Ora, a primeira premissa está em evidente contradição com tudo quanto a diretoria da Apufsc, aconselhada pelo escritório de advogados que a assiste, tem dito até agora sobre o tema.
Bem mais inquietante é, contudo, a segunda premissa. Salvo engano, é ela uma involuntária confissão de culpa. O pró-reitor, com desconcertante franqueza, está a admitir que jamais moveu uma palha a propósito de lutar pela incorporação da URP, por sua extensão aos desurpados ou mesmo pela manutenção dos pagamentos nos momentos em que estavam sob ameaça. Pior: ele está a admitir que julga ser da natureza de seu cargo permanecer nesse lugar de passividade e inação.
O sr. Luiz Henrique Vieira assumidamente não deu um passo além do círculo de giz de sua impotência nem mesmo para escrever um mísero artigo em defesa da URP em algum jornal de grande circulação, como se mesmo essa discretíssima defesa dos recursos humanos que lhe cabe administrar fosse um pecado indesculpável. De acordo com seu próprio relato, limitou-se a receber e escrever ofícios com vistas a mais bem executar o que lhe mandavam fazer. (Cf. pp. 2-6)
Ao sr. Luiz Henrique, em todo caso, foi dada uma última chance de mostrar qualidades superiores. Quando recebeu ordens de cortar definitivamente a URP, poderia, sem dúvida, recusar a tarefa. Não o fez. Por quê? A razão é simples, e ele a declara sem nenhuma timidez: “Agindo assim, o Autor incorreria, na mais amena das hipóteses, em ato de improbidade administrativa”. (p.9) Em suma, em vez de sofrer com os professores (e mesmo no lugar deles, que é, creio eu, o que cabe a um pró-reitor), ele optou por permanecer bem longe de qualquer sanção possível.
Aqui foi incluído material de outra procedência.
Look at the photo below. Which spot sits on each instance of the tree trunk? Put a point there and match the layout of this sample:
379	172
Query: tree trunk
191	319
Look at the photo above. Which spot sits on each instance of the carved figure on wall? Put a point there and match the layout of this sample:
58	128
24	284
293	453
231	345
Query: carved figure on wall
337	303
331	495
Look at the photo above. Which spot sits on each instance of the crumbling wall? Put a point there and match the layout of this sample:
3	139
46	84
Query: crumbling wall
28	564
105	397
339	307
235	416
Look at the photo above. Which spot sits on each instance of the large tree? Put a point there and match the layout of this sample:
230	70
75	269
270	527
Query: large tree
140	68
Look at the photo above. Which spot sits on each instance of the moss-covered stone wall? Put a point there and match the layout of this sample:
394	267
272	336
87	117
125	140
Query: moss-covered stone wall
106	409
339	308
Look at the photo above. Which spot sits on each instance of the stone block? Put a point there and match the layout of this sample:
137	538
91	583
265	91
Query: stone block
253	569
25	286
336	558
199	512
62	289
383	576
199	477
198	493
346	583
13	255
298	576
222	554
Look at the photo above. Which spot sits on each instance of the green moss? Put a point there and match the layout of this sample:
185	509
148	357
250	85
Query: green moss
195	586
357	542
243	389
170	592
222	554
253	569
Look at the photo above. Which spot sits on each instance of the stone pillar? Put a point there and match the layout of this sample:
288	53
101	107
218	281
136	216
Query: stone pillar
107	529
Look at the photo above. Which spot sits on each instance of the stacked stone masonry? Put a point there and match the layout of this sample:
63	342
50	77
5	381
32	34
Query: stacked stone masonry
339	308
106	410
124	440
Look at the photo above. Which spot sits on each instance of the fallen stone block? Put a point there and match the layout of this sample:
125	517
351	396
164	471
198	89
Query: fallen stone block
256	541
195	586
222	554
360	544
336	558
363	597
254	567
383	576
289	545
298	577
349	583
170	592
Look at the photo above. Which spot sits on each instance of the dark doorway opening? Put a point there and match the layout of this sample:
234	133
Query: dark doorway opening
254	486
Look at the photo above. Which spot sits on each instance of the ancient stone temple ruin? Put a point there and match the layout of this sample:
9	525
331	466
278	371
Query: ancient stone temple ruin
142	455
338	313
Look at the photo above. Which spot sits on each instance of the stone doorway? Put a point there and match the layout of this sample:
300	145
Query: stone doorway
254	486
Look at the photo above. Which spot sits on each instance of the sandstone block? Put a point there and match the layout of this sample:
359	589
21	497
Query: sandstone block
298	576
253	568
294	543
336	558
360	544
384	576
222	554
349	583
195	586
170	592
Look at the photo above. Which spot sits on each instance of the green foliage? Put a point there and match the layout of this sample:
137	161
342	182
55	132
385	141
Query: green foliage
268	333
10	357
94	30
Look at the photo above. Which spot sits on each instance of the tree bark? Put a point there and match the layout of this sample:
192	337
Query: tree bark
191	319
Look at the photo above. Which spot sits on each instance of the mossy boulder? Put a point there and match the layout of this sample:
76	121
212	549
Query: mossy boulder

Ainda assim, o Sr. Luiz Henrique acha injusta e difamatória a expressão “garoto de recados”. Como ele prefere ser chamado? Mais uma vez, o documento que aqui analiso o esclarece: “mero gestor de recursos humanos da UFSC”. (p.5)
Caros colegas, estamos no ponto em que o que está em jogo não é só a URP mas algo bem mais precioso: o princípio de autonomia universitária, do qual a coragem, a capacidade de luta e o poder de iniciativa de um pró-reitor têm que ser a encarnação mais plena.
Não sei quanto a vocês, mas eu estou farto desses senhores que se refugiam atrás de uma suposta competência tecnocrática, que não têm opinião sobre nada, que se condenam a uma irrelevância talvez possível em tempos de normalidade, mas insustentável no âmbito da universidade brasileira, instituição premida, por um lado, por forças permanentemente prontas a destruí-la e, por outro, pela tarefa de conduzir o ainda incipiente processo civilizatório brasileiro.
Estou farto desses administradores universitários que, no laboratório secreto de seus gabinetes, fabricam artificialmente a sua própria impotência, a fim de poder brandi-la nos momentos em que deles se exige que corram algum risco.
Estou farto desses administradores universitários que, em vez de se lançar ao debate no espaço sagrado da própria universidade, preferem desvalorizá-lo, reduzindo as polêmicas a uma querela entre advogados (e o seu resultado ao pagamento, pelos réus, de 50 salários mínimos…)
Estou farto desses administradores universitários que vivem a repetir que estão apenas cumprindo ordens e que, mesmo quando processam alguém, não assumem inteiramente a responsabilidade por seus atos, preferindo dizer que “não lhe[s] resta outra alternativa senão a de buscar no Judiciário uma reparação”. (p.2)
Que não me entendam mal: não escrevo tudo isso para colocar a pessoa do sr. Luiz Henrique em xeque. Acho que ele não está à altura do cargo, mas não é esse o verdadeiro problema. O único tópico realmente relevante consiste em saber se o reitor e o resto de sua equipe estão à altura de seus cargos, o que, neste momento, significa decidir entre endossar ou não a atuação pública do sr. Luiz Henrique. Para mim, a questão é cristalina: ou bem ele é demitido, ou bem se está a tomar a sua visão de universidade como a visão oficial da reitoria.